Re: snapshot too old, configured by time

From: Kevin Grittner <kgrittn(at)gmail(dot)com>
To: Tom Lane <tgl(at)sss(dot)pgh(dot)pa(dot)us>
Cc: Alvaro Herrera <alvherre(at)2ndquadrant(dot)com>, Michael Paquier <michael(dot)paquier(at)gmail(dot)com>, Thom Brown <thom(at)linux(dot)com>, Robert Haas <robertmhaas(at)gmail(dot)com>, Andres Freund <andres(at)anarazel(dot)de>, Steve Singer <steve(at)ssinger(dot)info>, Kevin Grittner <kgrittn(at)ymail(dot)com>, PostgreSQL-development <pgsql-hackers(at)postgresql(dot)org>
Subject: Re: snapshot too old, configured by time
Date: 2016-03-30 18:12:55
Message-ID: CACjxUsMN+dUMajXER_tX2wxt6CjCR=h=_krweEefU6K7Z3FKkA@mail.gmail.com
Views: Raw Message | Whole Thread | Download mbox | Resend email
Thread:
Lists: pgsql-hackers

On Wed, Mar 30, 2016 at 11:37 AM, Tom Lane <tgl(at)sss(dot)pgh(dot)pa(dot)us> wrote:
> Alvaro Herrera <alvherre(at)2ndquadrant(dot)com> writes:
>> I think a safer proposition would be to replace all current
>> BufferGetPage() calls (there are about 500) by adding the necessary
>> arguments: buffer, snapshot, rel, and an integer "flags". All this
>> without adding the feature. Then a subsequent commit would add the
>> TestForOldSnapshot inside BufferGetPage, *except* when a
>> BUFFER_NO_SNAPSHOT_TEST flag is passed. That way, new code always get
>> the snapshot test by default.
>
> That seems awfully invasive,

That's the argument I made, which Álvaro described as "dismissing"
his suggestion. In this post from October of 2015, I pointed out
that there are 36 calls where we need a snapshot and 450 where we
don't.

http://www.postgresql.org/message-id/56479263.1140984.1444945639606.JavaMail.yahoo@mail.yahoo.com

> not to mention performance-killing if the expectation is that
> most such calls are going to need a snapshot check.

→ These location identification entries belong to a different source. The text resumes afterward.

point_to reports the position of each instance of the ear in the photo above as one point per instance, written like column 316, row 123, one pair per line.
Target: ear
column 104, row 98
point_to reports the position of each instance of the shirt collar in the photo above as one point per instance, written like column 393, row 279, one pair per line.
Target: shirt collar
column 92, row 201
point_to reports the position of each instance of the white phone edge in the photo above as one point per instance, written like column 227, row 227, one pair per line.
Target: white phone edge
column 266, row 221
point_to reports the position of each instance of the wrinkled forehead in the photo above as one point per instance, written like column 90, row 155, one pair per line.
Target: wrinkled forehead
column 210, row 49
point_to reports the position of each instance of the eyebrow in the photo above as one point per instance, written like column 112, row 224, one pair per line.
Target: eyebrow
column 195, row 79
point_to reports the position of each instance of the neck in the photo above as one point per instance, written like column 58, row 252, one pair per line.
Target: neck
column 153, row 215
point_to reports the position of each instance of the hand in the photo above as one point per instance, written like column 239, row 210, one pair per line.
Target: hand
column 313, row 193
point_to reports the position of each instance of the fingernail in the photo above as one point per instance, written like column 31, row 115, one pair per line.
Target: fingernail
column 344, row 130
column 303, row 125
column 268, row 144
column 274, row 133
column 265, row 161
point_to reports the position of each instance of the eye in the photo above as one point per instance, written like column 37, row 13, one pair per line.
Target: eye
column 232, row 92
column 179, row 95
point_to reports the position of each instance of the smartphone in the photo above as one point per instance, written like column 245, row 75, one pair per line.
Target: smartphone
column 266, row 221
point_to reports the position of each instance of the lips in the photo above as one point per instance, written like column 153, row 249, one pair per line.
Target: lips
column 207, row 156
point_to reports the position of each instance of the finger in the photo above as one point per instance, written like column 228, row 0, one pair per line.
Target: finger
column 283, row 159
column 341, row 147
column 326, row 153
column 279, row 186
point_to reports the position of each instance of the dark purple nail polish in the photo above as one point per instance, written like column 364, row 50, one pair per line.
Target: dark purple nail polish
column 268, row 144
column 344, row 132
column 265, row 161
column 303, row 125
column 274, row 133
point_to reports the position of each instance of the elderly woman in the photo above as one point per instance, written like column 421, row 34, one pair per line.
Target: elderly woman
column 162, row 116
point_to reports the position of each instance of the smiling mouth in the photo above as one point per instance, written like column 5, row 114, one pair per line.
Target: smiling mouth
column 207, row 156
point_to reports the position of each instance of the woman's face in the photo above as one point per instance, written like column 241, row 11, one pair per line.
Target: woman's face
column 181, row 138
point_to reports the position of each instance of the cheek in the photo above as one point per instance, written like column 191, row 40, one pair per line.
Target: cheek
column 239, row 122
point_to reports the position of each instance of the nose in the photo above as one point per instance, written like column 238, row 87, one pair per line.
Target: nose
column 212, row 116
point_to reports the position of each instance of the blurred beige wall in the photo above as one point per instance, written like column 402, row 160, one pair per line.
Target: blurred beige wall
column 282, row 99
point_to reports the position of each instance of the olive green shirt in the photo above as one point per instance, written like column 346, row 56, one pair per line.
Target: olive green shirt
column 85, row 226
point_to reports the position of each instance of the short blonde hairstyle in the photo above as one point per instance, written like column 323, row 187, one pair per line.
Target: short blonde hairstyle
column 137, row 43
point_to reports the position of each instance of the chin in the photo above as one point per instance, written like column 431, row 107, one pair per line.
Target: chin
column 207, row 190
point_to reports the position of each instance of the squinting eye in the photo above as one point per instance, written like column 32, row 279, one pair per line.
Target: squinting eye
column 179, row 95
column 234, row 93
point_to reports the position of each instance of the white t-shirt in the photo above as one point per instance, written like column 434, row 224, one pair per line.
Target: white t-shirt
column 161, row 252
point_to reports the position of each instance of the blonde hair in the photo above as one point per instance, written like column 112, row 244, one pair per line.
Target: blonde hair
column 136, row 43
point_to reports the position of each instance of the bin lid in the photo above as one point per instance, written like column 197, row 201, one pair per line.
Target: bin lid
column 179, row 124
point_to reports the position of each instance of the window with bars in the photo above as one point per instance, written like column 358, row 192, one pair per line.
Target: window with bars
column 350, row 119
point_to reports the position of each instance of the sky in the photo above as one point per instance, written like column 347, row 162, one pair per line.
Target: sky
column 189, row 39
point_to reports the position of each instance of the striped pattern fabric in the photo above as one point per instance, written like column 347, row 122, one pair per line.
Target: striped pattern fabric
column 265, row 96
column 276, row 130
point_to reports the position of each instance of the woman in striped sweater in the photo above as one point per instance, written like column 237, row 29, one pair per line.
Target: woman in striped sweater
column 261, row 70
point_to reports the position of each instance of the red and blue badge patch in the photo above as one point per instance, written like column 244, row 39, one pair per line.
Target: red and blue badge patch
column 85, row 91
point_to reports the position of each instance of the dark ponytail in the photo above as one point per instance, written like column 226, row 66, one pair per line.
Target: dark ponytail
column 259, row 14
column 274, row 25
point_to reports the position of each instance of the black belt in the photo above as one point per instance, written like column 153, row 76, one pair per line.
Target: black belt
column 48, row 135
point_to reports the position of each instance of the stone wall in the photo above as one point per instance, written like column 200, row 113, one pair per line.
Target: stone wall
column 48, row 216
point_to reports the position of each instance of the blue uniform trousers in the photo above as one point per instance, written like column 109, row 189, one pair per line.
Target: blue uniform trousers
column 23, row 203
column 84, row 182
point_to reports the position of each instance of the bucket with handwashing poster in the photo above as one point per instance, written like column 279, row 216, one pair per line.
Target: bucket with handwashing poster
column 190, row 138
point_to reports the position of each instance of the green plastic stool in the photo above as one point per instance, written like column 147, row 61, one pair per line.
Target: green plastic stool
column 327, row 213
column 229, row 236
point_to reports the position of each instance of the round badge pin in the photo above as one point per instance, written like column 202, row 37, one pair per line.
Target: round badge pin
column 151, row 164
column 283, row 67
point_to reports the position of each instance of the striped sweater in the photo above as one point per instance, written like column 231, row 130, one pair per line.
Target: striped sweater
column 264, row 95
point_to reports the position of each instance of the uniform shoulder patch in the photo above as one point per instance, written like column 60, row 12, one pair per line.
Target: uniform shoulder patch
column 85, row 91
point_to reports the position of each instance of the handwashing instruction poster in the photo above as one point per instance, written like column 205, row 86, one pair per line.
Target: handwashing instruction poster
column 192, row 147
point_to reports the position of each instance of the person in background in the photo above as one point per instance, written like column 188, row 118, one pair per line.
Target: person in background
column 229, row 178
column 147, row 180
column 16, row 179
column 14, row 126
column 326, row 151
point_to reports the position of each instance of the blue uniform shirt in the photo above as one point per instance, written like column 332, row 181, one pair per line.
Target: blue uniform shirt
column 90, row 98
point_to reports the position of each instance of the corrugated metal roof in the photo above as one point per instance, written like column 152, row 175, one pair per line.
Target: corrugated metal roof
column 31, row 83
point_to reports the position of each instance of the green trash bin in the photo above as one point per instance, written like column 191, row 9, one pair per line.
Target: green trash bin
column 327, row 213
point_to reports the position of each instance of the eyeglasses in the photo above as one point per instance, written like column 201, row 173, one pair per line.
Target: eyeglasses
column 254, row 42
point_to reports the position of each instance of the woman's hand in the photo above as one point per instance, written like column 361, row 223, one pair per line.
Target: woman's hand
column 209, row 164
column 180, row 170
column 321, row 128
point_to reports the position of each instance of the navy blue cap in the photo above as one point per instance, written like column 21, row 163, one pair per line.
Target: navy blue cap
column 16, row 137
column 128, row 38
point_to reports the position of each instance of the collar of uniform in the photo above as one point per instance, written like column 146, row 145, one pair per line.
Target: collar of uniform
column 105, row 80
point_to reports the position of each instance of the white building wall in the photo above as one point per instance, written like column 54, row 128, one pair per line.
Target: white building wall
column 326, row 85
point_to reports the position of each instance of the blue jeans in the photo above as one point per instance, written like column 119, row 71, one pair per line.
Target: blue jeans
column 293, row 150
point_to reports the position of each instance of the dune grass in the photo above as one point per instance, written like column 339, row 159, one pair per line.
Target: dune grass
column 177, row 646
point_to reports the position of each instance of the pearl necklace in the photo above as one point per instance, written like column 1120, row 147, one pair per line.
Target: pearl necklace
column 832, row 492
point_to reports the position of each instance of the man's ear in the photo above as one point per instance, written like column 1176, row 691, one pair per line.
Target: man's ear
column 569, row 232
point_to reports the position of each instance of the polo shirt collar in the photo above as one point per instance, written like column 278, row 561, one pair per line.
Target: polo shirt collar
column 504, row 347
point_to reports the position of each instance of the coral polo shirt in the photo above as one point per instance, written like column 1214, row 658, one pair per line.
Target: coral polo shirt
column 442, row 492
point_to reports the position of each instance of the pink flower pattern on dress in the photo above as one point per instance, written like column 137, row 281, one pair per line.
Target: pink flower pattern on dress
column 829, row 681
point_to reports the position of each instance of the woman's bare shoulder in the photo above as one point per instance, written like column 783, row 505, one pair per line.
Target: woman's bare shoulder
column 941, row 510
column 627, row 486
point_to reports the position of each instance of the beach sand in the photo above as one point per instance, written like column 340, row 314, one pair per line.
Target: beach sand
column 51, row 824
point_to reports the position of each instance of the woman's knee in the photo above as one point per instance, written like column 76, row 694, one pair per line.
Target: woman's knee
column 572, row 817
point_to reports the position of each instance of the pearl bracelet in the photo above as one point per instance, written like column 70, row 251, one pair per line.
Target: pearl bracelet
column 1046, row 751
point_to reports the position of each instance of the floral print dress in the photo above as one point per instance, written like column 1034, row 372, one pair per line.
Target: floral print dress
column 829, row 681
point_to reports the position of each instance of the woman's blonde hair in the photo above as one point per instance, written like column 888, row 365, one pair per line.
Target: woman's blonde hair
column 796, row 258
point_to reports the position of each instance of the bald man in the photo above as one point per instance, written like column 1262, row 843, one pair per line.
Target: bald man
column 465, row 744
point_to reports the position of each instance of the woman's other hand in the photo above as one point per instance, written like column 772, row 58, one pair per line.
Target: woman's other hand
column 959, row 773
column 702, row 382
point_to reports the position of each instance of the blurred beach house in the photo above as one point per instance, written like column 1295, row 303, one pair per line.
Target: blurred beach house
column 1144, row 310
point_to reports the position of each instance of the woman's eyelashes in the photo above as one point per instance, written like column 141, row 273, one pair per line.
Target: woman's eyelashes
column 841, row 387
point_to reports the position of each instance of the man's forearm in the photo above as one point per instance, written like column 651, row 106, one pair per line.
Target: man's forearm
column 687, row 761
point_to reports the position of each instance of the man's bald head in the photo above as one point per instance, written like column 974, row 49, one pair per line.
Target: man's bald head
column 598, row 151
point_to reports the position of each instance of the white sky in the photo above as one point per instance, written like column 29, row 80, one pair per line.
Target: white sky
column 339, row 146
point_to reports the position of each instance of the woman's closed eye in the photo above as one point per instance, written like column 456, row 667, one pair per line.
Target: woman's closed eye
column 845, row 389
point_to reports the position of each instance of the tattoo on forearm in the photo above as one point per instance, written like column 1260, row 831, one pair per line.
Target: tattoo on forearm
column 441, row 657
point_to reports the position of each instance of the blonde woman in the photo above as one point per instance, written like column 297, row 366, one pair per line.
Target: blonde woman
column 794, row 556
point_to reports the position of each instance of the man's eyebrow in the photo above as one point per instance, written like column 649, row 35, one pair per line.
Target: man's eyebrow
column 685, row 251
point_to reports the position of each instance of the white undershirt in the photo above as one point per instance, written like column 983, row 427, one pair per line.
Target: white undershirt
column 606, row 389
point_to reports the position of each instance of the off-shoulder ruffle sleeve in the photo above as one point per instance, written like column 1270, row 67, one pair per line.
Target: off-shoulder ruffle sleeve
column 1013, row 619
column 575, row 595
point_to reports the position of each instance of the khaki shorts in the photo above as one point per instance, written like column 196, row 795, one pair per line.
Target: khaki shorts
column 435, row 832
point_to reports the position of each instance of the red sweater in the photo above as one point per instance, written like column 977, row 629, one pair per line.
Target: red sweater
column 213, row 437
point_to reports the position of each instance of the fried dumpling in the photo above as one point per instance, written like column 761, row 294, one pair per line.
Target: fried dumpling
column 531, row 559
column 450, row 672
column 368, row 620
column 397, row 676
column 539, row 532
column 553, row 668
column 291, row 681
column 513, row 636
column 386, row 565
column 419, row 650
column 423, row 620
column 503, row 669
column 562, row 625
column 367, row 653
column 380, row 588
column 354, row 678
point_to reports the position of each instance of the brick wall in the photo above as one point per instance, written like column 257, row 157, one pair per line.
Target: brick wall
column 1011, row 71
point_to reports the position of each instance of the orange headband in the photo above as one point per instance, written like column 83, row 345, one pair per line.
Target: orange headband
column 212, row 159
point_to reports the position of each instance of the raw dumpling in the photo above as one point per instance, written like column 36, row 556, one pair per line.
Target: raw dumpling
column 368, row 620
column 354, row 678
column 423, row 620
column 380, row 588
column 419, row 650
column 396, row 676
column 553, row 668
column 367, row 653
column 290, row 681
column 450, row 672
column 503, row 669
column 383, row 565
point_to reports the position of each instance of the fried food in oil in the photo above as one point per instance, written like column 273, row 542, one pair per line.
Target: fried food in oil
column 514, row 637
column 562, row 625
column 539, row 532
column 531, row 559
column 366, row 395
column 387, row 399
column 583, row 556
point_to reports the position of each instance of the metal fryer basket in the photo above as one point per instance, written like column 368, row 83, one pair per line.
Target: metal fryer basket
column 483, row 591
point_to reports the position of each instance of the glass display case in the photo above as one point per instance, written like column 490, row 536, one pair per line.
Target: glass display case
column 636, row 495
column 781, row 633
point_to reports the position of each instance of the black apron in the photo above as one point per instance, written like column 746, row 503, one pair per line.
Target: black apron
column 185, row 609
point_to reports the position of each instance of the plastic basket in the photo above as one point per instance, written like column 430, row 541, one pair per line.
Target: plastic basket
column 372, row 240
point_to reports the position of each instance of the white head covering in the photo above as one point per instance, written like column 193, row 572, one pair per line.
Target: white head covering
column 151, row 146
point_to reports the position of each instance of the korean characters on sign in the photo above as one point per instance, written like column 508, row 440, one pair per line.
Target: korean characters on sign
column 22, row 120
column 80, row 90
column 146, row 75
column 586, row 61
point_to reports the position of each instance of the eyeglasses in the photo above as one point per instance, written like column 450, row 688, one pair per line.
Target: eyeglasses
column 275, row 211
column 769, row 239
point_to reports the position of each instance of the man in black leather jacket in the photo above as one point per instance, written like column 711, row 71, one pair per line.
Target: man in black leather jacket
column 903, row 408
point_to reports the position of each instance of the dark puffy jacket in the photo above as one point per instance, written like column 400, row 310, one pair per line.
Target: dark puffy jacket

This patch is one which has allowed a customer where we could not
meet their performance requirements to pass them. It is the
opposite of performance-killing.

> (Quite aside from the calls themselves, are they all in
> routines that are being passed the right snapshot today?)

I went over that very carefully when the patch was first proposed
in January of 2015, and have kept an eye on things to try to avoid
bit-rot which might introduce new calls which need to be touched.
The customer for which this was initially developed uses a 30 day
test run with very complex production releases driven by a
simulated user load with large numbers of users. EDB has
back-patched it to 9.4 where an earlier version of it is being used
in production by this (large) customer.

> TBH, I think that shoving in something like this at the end of the last
> commitfest would be a bad idea even if there were widespread consensus
> that we wanted the feature ... which I am not sure there is.

I don't recall anyone opposing the feature itself it except you,
and it has had enthusiastic support from many. Before I was made
aware of a relevant isolation tester feature, there were many
objections to my efforts at regression testing, and Álvaro has
argued for touching 450 locations in the code that otherwise don't
need it, just as "reminders" to people to consider whether newly
added calls might need a snapshot, and he doesn't like the new
header dependencies. Simon seemed to want it in 9.5, but that was
clearly premature, IMO.

Characterizing this as being shoved in at the last moment seems
odd, since the big hang-up from the November CF was the testing
methodology in the patch. It has been feature-complete since the
September CF, and modified based on feedback. Granted, some
additional testing in this CF brought up a couple things that merit
a look, but this patch is hardly unique in that regard.

> I think it might be time to bounce this one to 9.7.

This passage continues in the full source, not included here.